How did leaf-like Kallima butterflies get so good at camouflage?

Kallima butterflies are experts at disguise. When open, their wings feature bright oranges, blues and blacks – but when closed, they look like dead leaves.

The mimicry has made butterflies in the genus (also called oak leaf butterflies) a sterling example of natural selection. Now, researchers have found the gene responsible for their camouflage – shedding more light on how they evolved.

“Butterfly wings have relatively simple structures, but this simple structure is responsible for some very complex functions: locomotion, thermoregulation, mate preference, and predator avoidance,” says Professor Wei Zhang, a butterfly researcher at Peking University, China, and senior author on a paper describing the research, published in Cell.

“Because these wings are structurally simple but functionally complex, I think butterfly wings are the ideal system to address multiple evolutionary questions,” she says.

A kallima butterfly with its wings open - they are bright blue with stripes of orange and dark blue tips
Kallima inachus with open wings.

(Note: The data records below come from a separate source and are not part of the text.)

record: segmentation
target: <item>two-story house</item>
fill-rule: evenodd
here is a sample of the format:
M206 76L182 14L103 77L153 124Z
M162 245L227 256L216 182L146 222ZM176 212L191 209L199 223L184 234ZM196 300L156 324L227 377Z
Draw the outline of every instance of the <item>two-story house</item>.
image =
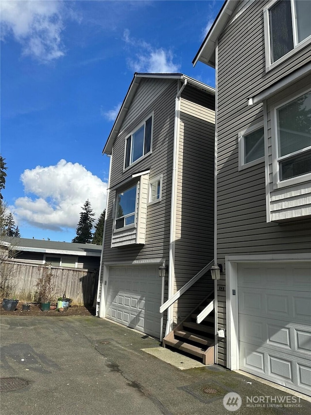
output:
M103 150L100 317L162 340L213 289L209 273L160 312L213 259L214 102L183 74L134 74Z
M309 395L311 22L310 1L229 0L193 61L217 81L216 361Z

Credit: Darrell Gulin / Getty Images

The researchers sequenced genomes – the entire DNA sequence – from 36 butterflies in the genus Kallima, representing over half a dozen species and subspecies.

For comparison, they sequenced genomes from 105 other butterfly samples, all from the Nymphalidae family.

They found one gene – called cortex – which seems to be responsible for the leaf patterns on Kallima wings.

Four different kallima wings shown from the top and bottom, the tops are orange nad black while the bottoms are brown and feature a leaf vein-like stripe
Kallima wings from each side. Credit: Cell/Wang et al.

“This leaf wing polymorphism has been maintained in multiple Kallima species, but different species may have different phenotype frequencies,” says Zhang. (A phenotype is an observable characteristic, for example size or colour.)

“I think this is due to the proliferation of specific plants in particular habitats, so the butterflies will gain more protective benefits by having different frequencies of wing phenotypes.”

They also found that Kallima butterflies were much more genetically diverse in the eastern Himalayas. This suggests that they dispersed from there to their other current habitats, in East and Southeast Asia.

Javier fernández sánchez on a vine with wings shut - looks like a rumpled leaf
Kallima inachus. Credit: Javier Fernández Sánchez / Getty Images

“We generally focus on biodiversity at a macroevolutionary level,” says Zhang. “But we seldom have cases that illustrate in detail how species’ diversity and genetic diversity originated in such a diversity hotspot.”

Next, the researchers are keen to see how the butterflies’ wing patterns are linked to local plant life.

“We would like to understand how these genes facilitate, and originated, such beautiful diversifying wing patterns,” says Zhang.